Many houses have a split system, with the condenser and compressor on the outside of the home and the blower or furnace unit on the inside. No matter what type of HVAC you have, keeping it clean and free of debris is your best bet against wear and tear.
Because it’s dangerous to work around electricity, turn off all power to the AC unit every time you need to work on it. Find the shut-off box near the outside unit when you’re cleaning the condenser and compressor, as well as the breaker.
Clean the condenser and compressor
Usually found outside the home, the condenser can get clogged with dirt, dust and debris. This reduces its efficiency and could even blow outside allergens into your home.
- First, remove the fan cage, lifting it off the top of the unit. Use a hose, your hands or a wet-dry vac to remove the debris from the inside, and then reattach the cage.
- Next, use a hose (not a pressure washer) to clean the fins on the side of the condenser, aiming the stream from the inside out.
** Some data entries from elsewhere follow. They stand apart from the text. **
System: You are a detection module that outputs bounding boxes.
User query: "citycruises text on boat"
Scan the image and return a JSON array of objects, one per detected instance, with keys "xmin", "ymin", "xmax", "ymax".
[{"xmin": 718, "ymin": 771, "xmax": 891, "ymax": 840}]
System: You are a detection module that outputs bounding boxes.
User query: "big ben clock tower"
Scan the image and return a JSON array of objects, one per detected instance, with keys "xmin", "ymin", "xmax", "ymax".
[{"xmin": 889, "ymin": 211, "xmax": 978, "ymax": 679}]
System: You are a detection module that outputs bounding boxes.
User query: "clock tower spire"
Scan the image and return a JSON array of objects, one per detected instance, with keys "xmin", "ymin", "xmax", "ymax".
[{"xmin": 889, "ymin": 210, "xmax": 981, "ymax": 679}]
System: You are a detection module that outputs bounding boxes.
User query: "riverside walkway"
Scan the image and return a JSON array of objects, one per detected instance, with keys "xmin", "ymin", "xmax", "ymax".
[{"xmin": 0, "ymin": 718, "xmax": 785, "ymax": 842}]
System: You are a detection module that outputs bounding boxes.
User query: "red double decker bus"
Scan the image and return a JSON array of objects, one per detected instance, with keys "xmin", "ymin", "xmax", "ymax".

You can also use a special commercial cleaner. If the fins are crooked, use a straightener tool (available at your local home improvement store) or a dull knife. Use care on this delicate part of the unit.
- Finally, rake leaves and trim shrubs around the unit itself. The idea is to create optimal airflow to the motor so it doesn’t overheat.
Move to the inside
The inside part of a split-system air conditioner is what blows cool, dry air into your home. You’ll want to clean it every six months to prevent dust and pollen from building up.
- First, make sure all power to the unit is shut off. Locate the door to the evaporator coil. It may be lined with cut tape or contain a few bolts or screws, so bring a screwdriver. When you’ve removed the door, give the coils a once-over with a soft brush and follow it up with some foaming, no-rinse coil cleaner. Replace the door.
- Then, clean out the drain pan that surrounds the blower. Use water mixed with a bit of detergent and some bleach. You can put an antimicrobial tablet in the drain pan to keep mold and algae from growing inside of it.
- The PVC drainage tube that connects your blower to the outside can get clogged by algae. To make sure the pipe is clear, go to where it drains — this is usually outside, in a utility area or in the garage. Use a shop vac to clean out the end of the tube or flush it for a few seconds with a strong stream from a garden hose. If you live in a humid or dusty area, do this every three months.
- Change home air filters regularly. This is one of the easiest and most important steps you as a homeowner can do to keep your living space comfortable and your AC running smoothly. How often will vary according to indoor and outside conditions: dusty parts of the country, construction zones and pollen-prone areas might make it necessary to change them monthly.
- Finally, check your thermostat’s batteries once a year. If you need new ones, just remove the faceplate, using the release button at the top. Replace the batteries and pop the faceplate back on. It’s that easy! Your batteries may need changing if you see a “low battery” indicator, the screen is blank, or your indoor air temperature isn’t adjusting properly.
When to call a pro
Air conditioner maintenance is not one of those home improvement jobs you can DIY completely. It takes advanced training to recharge refrigerant, adjust and replace fan belts, inspect safeties and controls, and lubricate motors and bearings.
If you’re time-starved, a professional AC service company can take care of all your seasonal maintenance tasks. Some offer once- or twice-yearly checkups of all working parts, and the tasks above are included. You can also get free inspections with some home maintenance service contracts.
The bottom line: Put as little stress as possible on your AC system. It works hard enough already during the cooling season, and you want it to last as long as possible!